L’astronomie fit quelques progrès ; mais l’homme savait déjà d’elle tout ce qui est utile, et la découverte de la planète de Vulcain et des quatorze satellites d’Uranus apprit un nom et deux faits nouveaux, sans rendre service à l’humanité.

L’empereur donna une impulsion particulière aux progrès d’une science qu’il affectionnait, à la géographie, la plus importante des sciences peut-être, puisqu’elle les contient toutes, qu’elle décrit à la fois la nature et l’homme, et que sa mission est de raconter l’histoire de la prodigieuse et incessante victoire de l’homme sur la nature.

Cependant cette belle science était négligée et presque méconnue ; aucun auteur, aucun ouvrage, aucun monument, ne lui avait jusqu’alors rendu un suffisant témoignage. Les cartes étaient médiocres, les livres incomplets, et les géographes trouvaient à peine un rang dans les assemblées savantes.

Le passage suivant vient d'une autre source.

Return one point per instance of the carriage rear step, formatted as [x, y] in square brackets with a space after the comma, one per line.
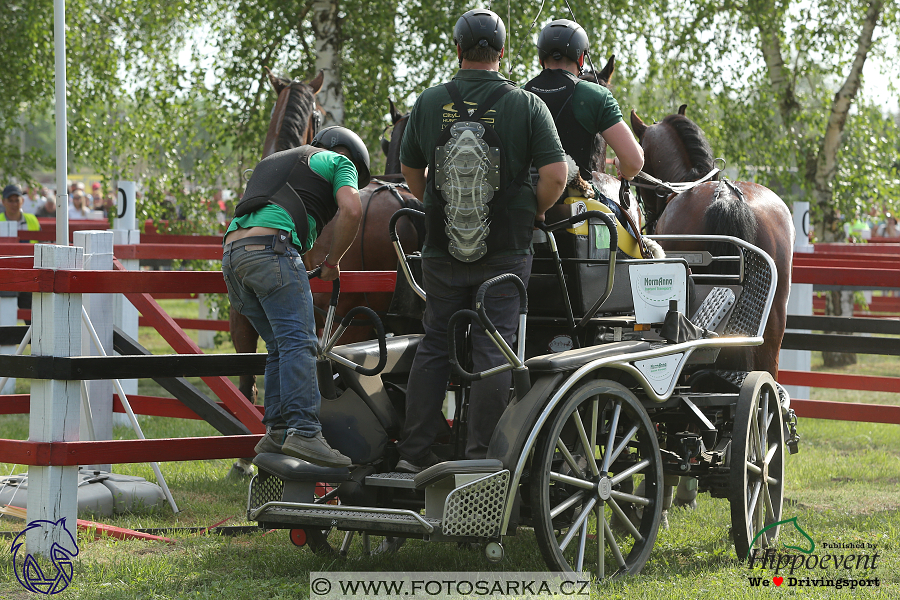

Mais, Napoléon ayant parlé pour elle, à sa voix, les hommes parurent, les ouvrages excellents furent publiés ; des Busching et des Danville décrivirent la terre dans ses moindres détails, et élevèrent en même temps la géographie philosophique à la place qui lui est due. Les conquêtes servaient admirablement ces travaux, car, si Alexandre a été nommé le premier géographe de l’antiquité, on pouvait à meilleur titre le dire de Napoléon pour les temps modernes.

Le Grand atlas impérial fut terminé en 1831. Il contient, en 18 volumes du format grand-aigle, la description universelle de la terre, sur une échelle uniforme, avec une multitude de plans de villes et de cartes particulières dont les détails sont plus développés.

Les sciences intellectuelles marchaient à pas de géant. La langue des chiffres, rêvée par Leibnitz, fut trouvée et appliquée. La pensée eut son algèbre ; elle put être exprimée et formulée, comprise par tous, indépendamment des sons et des mots qui la reproduisent si imparfaitement.

Enfin, la pensée elle-même put s’agrandir sous certaines forces, et s’élever jusqu’au génie. On trouva l’art de l’exciter ou de la calmer dans les esprits. Tantôt puissante, tantôt sommeillante, la volonté en disposait, et sut faire de ce tyran un esclave docile.